Frae the Chair

Dear Clansfolk,

I hope that you all had a relaxing summer. With fall just a few days away, it amazes me that I am hiding away from the heat in my air-conditioned home while some of our citizens are experiencing snow in Alberta. I had a wonderful time at the Fergus Highland Games in August and met many clan groups. I welcome all of our new members. Please continue to send notice of your activities to our Webmaster or Secretary so that we can advertise your events on our website.

In our next issue, we will be sending out more information about the Great Canadian Kilt Skate in Toronto. This event is expanding and we are hoping to have a venue (mostly likely at tent at Nathan Philips Square) to advertise Scottish Clans and Societies.

I have just spent a week with my grade 10 history class talking about history and identity. Many of my students do not know about their own histories. I have challenged them to talk to their parents and grandparents about the family stories that help to form their basis for their own journey. Whether it is creating a family tree or investigating how and why their families made the long journey to Canada (often leaving much of value behind); family history is important. In fact, Canada is built on a mountain of these individual stories.

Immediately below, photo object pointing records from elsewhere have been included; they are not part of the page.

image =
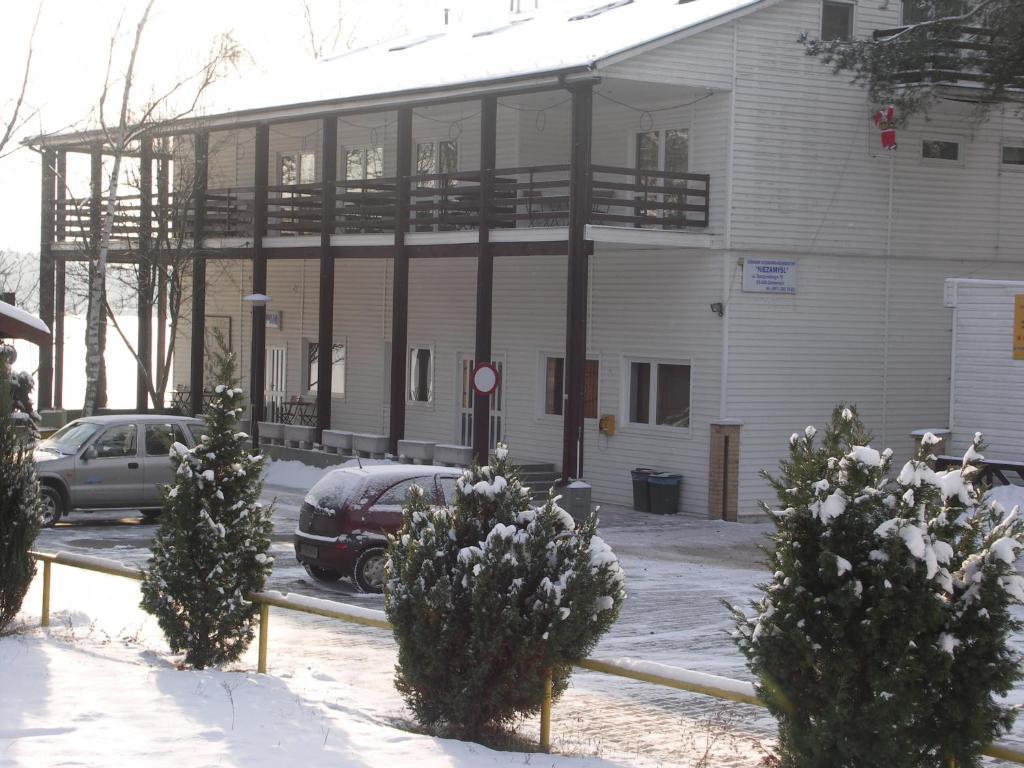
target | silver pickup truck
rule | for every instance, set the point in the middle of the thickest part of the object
(111, 462)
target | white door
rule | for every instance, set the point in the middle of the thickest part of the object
(467, 397)
(276, 376)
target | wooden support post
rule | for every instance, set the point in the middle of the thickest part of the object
(484, 274)
(257, 366)
(546, 714)
(201, 146)
(60, 279)
(95, 228)
(163, 217)
(576, 298)
(399, 289)
(264, 625)
(46, 275)
(44, 619)
(325, 336)
(145, 261)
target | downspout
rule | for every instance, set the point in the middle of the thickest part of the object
(723, 408)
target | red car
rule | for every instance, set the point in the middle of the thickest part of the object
(347, 515)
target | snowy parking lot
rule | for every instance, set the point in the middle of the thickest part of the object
(679, 570)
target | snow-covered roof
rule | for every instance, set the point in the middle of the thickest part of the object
(558, 39)
(17, 324)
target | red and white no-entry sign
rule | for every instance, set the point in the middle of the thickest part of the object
(485, 378)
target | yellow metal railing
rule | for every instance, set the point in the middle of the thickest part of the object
(647, 672)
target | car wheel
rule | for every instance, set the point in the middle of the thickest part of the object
(50, 506)
(322, 574)
(369, 571)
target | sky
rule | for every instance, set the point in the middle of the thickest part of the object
(73, 43)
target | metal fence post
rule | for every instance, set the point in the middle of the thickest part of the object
(44, 620)
(264, 617)
(546, 714)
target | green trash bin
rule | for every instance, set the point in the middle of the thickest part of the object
(641, 494)
(664, 489)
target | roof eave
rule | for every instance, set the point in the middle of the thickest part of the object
(310, 110)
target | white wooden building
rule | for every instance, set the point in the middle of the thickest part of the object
(639, 159)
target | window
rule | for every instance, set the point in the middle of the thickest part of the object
(364, 163)
(666, 151)
(554, 387)
(436, 157)
(116, 441)
(421, 375)
(600, 9)
(298, 168)
(1013, 155)
(337, 368)
(160, 437)
(837, 20)
(915, 11)
(659, 393)
(939, 150)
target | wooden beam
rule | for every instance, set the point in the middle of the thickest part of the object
(399, 283)
(95, 227)
(576, 298)
(484, 274)
(325, 337)
(46, 275)
(257, 363)
(201, 147)
(144, 339)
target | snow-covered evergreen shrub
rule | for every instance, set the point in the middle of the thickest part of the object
(210, 550)
(488, 595)
(19, 518)
(881, 639)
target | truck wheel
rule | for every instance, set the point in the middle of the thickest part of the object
(50, 505)
(369, 571)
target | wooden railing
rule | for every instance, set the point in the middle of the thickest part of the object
(522, 197)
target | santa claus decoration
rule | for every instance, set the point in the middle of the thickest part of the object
(885, 121)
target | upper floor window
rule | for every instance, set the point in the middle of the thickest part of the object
(940, 150)
(298, 168)
(364, 163)
(1013, 155)
(837, 20)
(915, 11)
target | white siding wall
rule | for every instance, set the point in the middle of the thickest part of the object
(987, 382)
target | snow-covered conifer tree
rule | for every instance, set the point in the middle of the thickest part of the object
(882, 635)
(19, 518)
(488, 595)
(210, 550)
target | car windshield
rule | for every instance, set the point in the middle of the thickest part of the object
(71, 437)
(332, 491)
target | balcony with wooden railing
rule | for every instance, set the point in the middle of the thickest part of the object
(518, 198)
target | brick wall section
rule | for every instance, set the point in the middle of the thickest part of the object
(723, 471)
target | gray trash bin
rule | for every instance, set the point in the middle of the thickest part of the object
(664, 488)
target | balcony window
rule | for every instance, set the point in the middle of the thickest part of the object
(1013, 156)
(421, 375)
(337, 368)
(940, 150)
(554, 387)
(837, 20)
(659, 393)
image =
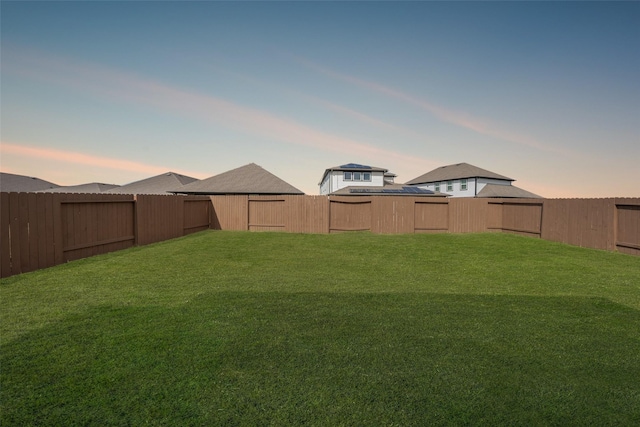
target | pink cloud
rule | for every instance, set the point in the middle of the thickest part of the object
(128, 88)
(457, 118)
(71, 157)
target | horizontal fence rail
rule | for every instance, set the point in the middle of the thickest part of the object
(39, 230)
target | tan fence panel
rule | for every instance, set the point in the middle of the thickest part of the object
(349, 214)
(628, 226)
(522, 217)
(230, 212)
(494, 215)
(392, 215)
(5, 243)
(196, 214)
(158, 218)
(468, 215)
(306, 214)
(94, 224)
(431, 216)
(266, 213)
(580, 222)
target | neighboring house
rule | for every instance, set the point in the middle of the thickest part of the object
(353, 174)
(465, 180)
(386, 190)
(23, 184)
(165, 183)
(90, 188)
(248, 179)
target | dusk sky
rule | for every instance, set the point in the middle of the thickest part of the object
(546, 93)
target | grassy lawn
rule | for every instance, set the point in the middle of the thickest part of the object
(236, 328)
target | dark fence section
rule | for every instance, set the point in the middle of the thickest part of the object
(41, 230)
(610, 224)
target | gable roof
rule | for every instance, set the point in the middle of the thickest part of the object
(90, 188)
(356, 167)
(10, 182)
(496, 190)
(457, 171)
(247, 179)
(160, 184)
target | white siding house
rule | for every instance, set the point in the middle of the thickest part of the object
(353, 174)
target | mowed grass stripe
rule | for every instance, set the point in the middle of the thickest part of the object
(279, 340)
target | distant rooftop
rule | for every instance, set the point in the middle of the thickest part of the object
(160, 184)
(457, 171)
(247, 179)
(23, 184)
(386, 190)
(352, 167)
(90, 188)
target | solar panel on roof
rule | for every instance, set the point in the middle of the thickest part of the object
(355, 166)
(403, 190)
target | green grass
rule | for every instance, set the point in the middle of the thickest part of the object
(231, 328)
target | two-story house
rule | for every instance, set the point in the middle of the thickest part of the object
(465, 180)
(354, 175)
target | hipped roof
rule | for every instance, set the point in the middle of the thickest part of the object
(355, 167)
(386, 190)
(508, 191)
(90, 188)
(457, 171)
(10, 182)
(159, 184)
(248, 179)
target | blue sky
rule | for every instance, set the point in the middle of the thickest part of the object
(546, 93)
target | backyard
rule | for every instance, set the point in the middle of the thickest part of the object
(239, 328)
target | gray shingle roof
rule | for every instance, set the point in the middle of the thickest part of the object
(385, 190)
(353, 167)
(248, 179)
(457, 171)
(23, 184)
(90, 188)
(159, 184)
(496, 190)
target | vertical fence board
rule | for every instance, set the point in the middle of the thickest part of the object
(349, 214)
(522, 217)
(14, 232)
(431, 216)
(494, 216)
(25, 245)
(628, 226)
(392, 215)
(231, 212)
(5, 243)
(266, 213)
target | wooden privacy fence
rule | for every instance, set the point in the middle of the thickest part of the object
(611, 224)
(41, 230)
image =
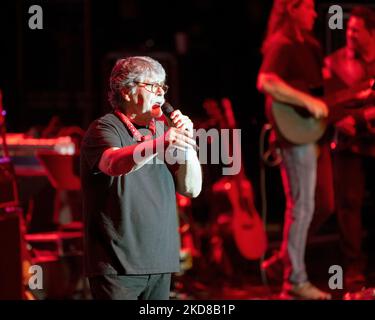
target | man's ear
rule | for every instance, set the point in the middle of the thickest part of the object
(125, 93)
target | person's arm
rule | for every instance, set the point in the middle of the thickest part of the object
(189, 173)
(279, 90)
(119, 161)
(189, 176)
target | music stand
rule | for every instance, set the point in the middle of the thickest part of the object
(63, 174)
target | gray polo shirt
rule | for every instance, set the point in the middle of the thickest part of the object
(130, 221)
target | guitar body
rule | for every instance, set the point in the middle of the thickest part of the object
(247, 227)
(297, 125)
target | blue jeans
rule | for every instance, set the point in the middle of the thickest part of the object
(298, 172)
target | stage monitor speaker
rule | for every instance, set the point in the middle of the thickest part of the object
(11, 287)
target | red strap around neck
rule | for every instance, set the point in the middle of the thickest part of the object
(134, 131)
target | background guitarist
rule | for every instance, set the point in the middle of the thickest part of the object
(344, 69)
(292, 64)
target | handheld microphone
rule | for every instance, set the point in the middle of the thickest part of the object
(167, 109)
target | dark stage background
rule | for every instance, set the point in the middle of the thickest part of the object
(210, 50)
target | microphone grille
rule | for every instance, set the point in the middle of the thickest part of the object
(167, 108)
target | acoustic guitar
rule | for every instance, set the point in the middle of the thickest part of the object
(298, 126)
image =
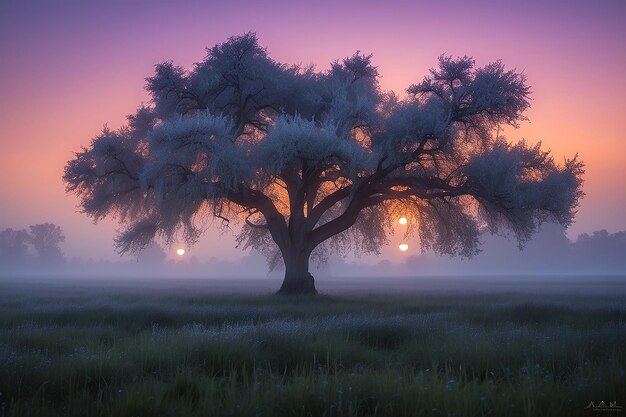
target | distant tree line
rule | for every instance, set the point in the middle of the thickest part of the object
(37, 246)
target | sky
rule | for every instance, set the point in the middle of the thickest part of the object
(68, 68)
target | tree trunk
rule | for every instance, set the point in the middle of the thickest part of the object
(298, 279)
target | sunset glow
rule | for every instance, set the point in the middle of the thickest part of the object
(98, 62)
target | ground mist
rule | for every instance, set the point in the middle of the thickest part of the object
(172, 349)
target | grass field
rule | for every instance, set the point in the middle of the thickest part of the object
(70, 349)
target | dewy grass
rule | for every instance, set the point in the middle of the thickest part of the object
(82, 353)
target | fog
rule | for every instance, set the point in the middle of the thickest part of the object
(550, 254)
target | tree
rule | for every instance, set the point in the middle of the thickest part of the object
(317, 161)
(13, 246)
(152, 255)
(45, 238)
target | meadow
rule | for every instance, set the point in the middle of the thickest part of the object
(70, 348)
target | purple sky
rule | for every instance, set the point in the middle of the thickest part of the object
(70, 67)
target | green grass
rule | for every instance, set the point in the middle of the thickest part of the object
(78, 350)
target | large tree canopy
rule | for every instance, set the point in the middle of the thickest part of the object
(311, 161)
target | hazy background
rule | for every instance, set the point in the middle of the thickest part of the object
(68, 68)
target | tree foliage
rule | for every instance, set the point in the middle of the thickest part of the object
(318, 160)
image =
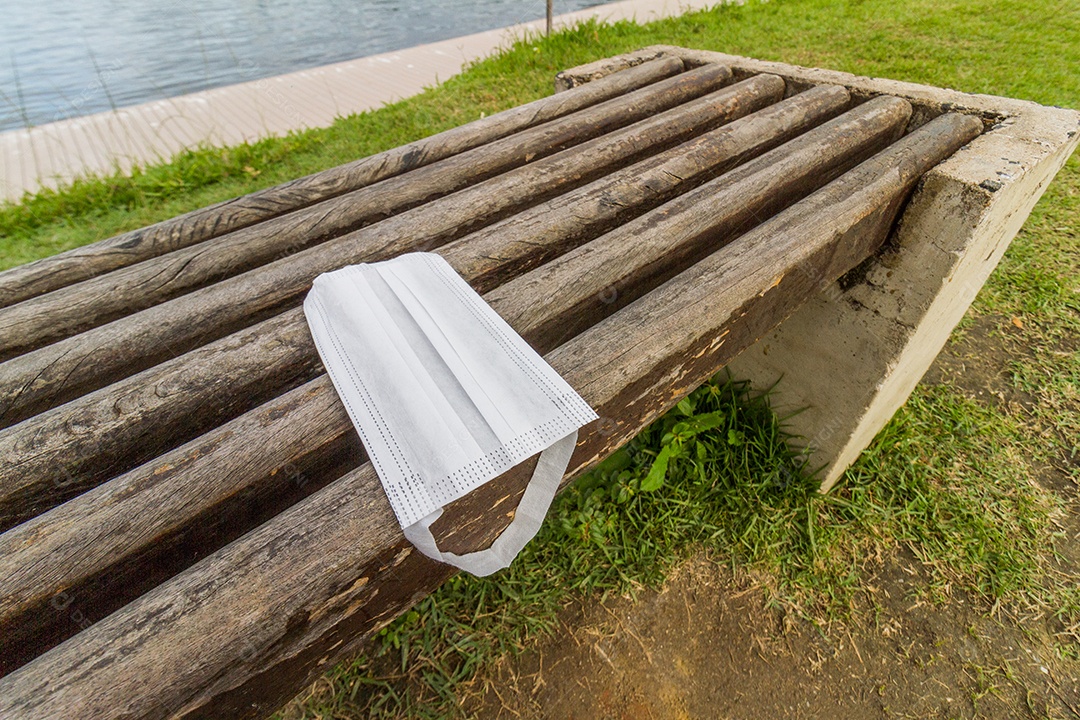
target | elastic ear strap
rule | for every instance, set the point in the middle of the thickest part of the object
(551, 466)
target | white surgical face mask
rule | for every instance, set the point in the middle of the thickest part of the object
(444, 394)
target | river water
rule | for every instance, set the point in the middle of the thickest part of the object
(62, 58)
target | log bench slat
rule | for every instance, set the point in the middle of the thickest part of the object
(38, 555)
(80, 263)
(52, 459)
(67, 311)
(45, 377)
(191, 528)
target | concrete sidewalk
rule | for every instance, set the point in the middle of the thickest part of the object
(49, 155)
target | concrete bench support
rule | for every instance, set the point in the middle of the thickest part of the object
(851, 356)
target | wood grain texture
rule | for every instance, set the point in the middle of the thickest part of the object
(57, 453)
(48, 554)
(545, 231)
(71, 367)
(64, 312)
(639, 255)
(244, 628)
(80, 263)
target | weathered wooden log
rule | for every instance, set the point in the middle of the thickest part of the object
(109, 572)
(52, 544)
(640, 255)
(64, 451)
(545, 231)
(80, 263)
(334, 568)
(71, 367)
(64, 312)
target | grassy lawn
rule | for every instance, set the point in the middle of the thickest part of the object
(976, 476)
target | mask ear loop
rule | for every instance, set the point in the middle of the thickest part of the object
(551, 466)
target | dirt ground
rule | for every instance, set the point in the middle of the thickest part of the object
(707, 647)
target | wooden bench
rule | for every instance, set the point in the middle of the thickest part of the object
(189, 526)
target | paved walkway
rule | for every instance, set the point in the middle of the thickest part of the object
(51, 154)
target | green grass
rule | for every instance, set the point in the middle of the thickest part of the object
(955, 478)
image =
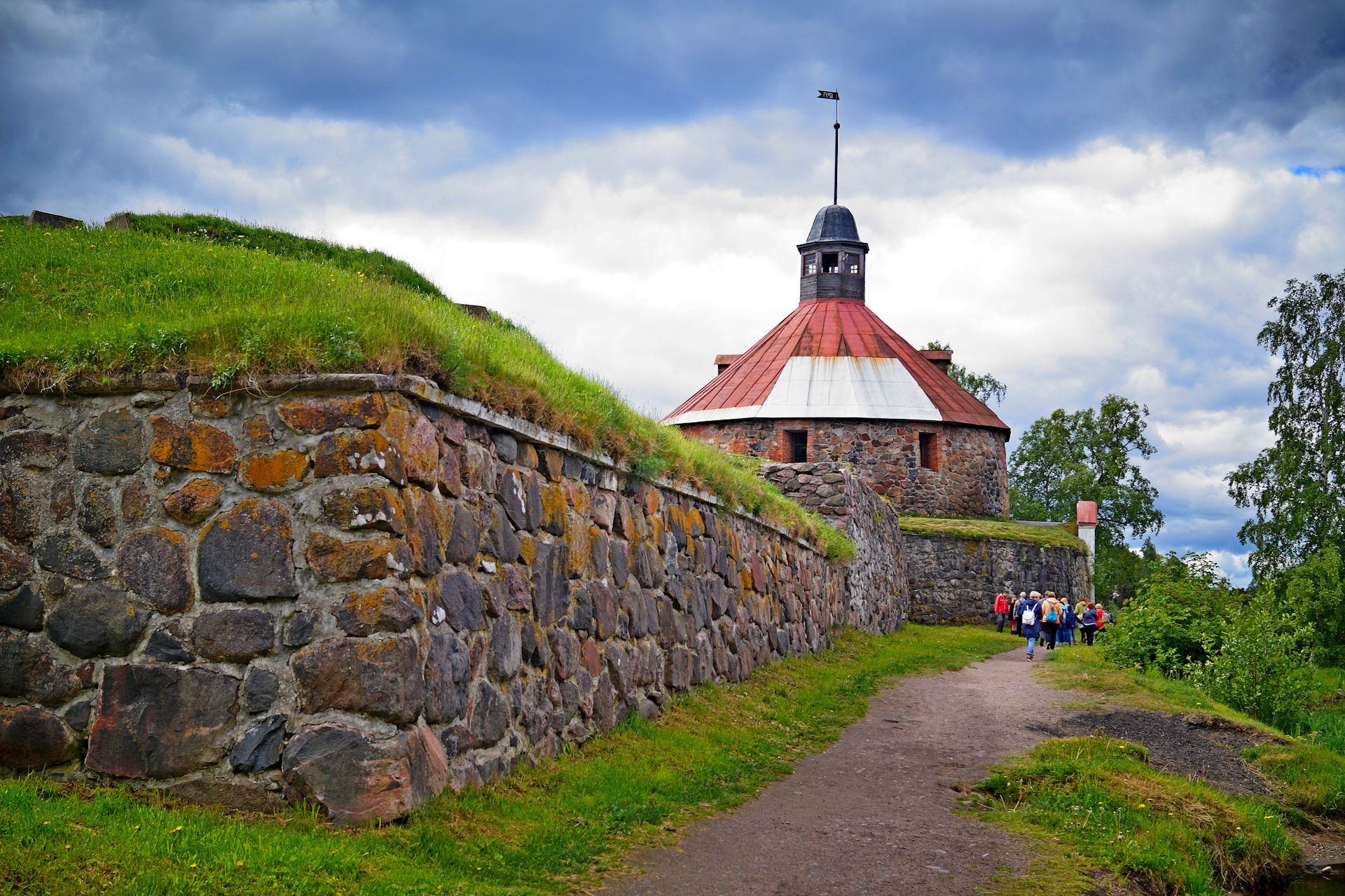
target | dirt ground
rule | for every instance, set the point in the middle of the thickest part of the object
(874, 813)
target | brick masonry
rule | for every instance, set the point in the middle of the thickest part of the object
(972, 478)
(361, 591)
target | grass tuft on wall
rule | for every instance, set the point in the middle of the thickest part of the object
(214, 298)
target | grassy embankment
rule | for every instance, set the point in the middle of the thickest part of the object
(1094, 802)
(984, 529)
(546, 830)
(216, 298)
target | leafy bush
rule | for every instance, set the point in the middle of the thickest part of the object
(1264, 665)
(1177, 618)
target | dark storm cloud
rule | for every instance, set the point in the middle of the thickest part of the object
(85, 84)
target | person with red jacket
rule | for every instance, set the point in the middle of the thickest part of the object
(1002, 608)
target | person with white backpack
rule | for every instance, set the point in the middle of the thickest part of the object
(1030, 622)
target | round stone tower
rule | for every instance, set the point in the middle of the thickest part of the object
(834, 382)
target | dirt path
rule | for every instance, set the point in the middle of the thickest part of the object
(872, 814)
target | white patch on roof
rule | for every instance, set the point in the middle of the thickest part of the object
(867, 388)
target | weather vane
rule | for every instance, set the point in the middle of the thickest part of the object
(836, 162)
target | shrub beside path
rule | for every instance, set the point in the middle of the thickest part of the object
(874, 811)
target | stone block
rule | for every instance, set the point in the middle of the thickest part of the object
(258, 750)
(382, 609)
(195, 501)
(112, 444)
(33, 739)
(358, 509)
(357, 779)
(336, 412)
(27, 672)
(273, 471)
(22, 608)
(245, 553)
(460, 599)
(358, 453)
(191, 446)
(235, 635)
(95, 621)
(377, 677)
(152, 563)
(33, 448)
(159, 722)
(336, 560)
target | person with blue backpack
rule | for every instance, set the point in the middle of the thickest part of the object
(1029, 622)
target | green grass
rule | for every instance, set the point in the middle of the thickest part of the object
(1105, 808)
(984, 529)
(548, 830)
(106, 302)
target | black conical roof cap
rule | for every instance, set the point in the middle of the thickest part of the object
(833, 222)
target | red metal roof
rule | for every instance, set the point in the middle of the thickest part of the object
(832, 329)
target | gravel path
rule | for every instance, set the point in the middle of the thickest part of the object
(872, 814)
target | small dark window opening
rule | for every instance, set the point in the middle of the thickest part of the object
(930, 451)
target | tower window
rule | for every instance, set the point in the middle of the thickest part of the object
(930, 451)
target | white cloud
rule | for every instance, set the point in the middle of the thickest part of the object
(640, 254)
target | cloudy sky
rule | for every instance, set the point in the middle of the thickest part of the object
(1079, 197)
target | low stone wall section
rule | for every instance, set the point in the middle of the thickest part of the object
(355, 591)
(876, 580)
(956, 580)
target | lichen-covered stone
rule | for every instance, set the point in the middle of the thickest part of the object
(245, 553)
(357, 779)
(273, 471)
(336, 560)
(159, 722)
(29, 672)
(334, 412)
(235, 635)
(357, 453)
(378, 677)
(195, 501)
(33, 739)
(33, 448)
(191, 446)
(358, 509)
(112, 443)
(22, 608)
(95, 621)
(152, 563)
(389, 609)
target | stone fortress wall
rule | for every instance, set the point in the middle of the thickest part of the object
(972, 479)
(357, 590)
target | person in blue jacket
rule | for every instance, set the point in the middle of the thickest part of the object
(1030, 630)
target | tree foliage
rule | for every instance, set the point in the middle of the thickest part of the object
(984, 387)
(1297, 486)
(1087, 455)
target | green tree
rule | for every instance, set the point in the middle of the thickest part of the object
(1297, 486)
(984, 387)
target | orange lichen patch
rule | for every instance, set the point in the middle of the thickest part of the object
(336, 560)
(191, 446)
(273, 471)
(334, 412)
(216, 408)
(194, 502)
(257, 429)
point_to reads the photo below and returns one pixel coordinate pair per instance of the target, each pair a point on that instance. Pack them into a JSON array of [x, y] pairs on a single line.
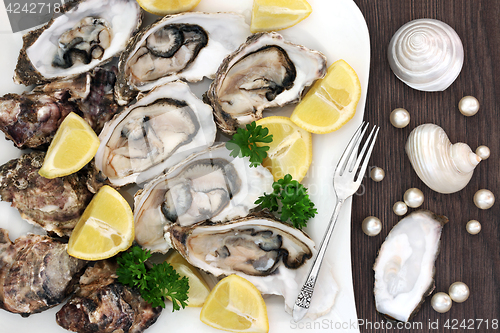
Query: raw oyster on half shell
[[404, 268], [158, 131], [87, 34], [187, 46], [272, 255], [266, 71], [53, 204], [209, 185]]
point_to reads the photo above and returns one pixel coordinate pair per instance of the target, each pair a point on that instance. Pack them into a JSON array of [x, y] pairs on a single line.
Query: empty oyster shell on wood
[[426, 54], [441, 165], [187, 46], [266, 71], [404, 268], [87, 34], [158, 131]]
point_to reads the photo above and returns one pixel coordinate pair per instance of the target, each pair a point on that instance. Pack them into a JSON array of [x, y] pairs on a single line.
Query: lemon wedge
[[235, 305], [73, 146], [198, 288], [291, 148], [268, 15], [105, 228], [331, 102], [164, 7]]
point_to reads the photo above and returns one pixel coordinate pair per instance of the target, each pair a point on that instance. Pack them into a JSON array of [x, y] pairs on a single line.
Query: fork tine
[[348, 150], [368, 154]]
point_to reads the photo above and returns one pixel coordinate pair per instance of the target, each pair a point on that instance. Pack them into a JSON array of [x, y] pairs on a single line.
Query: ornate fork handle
[[304, 298]]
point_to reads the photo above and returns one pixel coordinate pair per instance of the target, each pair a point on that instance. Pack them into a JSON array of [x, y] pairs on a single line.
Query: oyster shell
[[404, 268], [272, 255], [185, 46], [207, 185], [87, 34], [266, 71], [158, 131]]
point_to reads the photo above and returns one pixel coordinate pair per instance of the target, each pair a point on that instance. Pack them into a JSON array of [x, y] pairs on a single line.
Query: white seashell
[[441, 165], [426, 54]]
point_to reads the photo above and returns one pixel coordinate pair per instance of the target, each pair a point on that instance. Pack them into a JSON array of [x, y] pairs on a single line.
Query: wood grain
[[474, 260]]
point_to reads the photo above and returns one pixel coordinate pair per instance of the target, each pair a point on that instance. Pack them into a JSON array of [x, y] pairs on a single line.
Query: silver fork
[[345, 185]]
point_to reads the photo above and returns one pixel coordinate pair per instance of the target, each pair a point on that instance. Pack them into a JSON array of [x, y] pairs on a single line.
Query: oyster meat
[[266, 71], [31, 120], [404, 268], [187, 46], [272, 255], [54, 204], [101, 304], [207, 185], [36, 273], [158, 131], [87, 34]]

The Opening Ceremonies of the 2010 Vancouver Olympics included a presentation by Spoken Word artist Shane Koyczon, entitled We are More, quoted below.
" We are young, we are cultures strung together then woven into a tapestry
And the design is what makes us more than the sum totals of our history"

While the design of this tapestry continues to evolve, our roots help to strengthen the threads. Our youth need to understand this.

I challenge you to share a family account, an historical document, picture or something of your own story with one of your children or grandchildren. Perhaps you could tell of the legends of your clan, or the history behind your name. Spend some time with our young. Lure them away from their screens and entertain them with real stories and family characters. In the process, they may just understand themselves and their place in this great country a little better.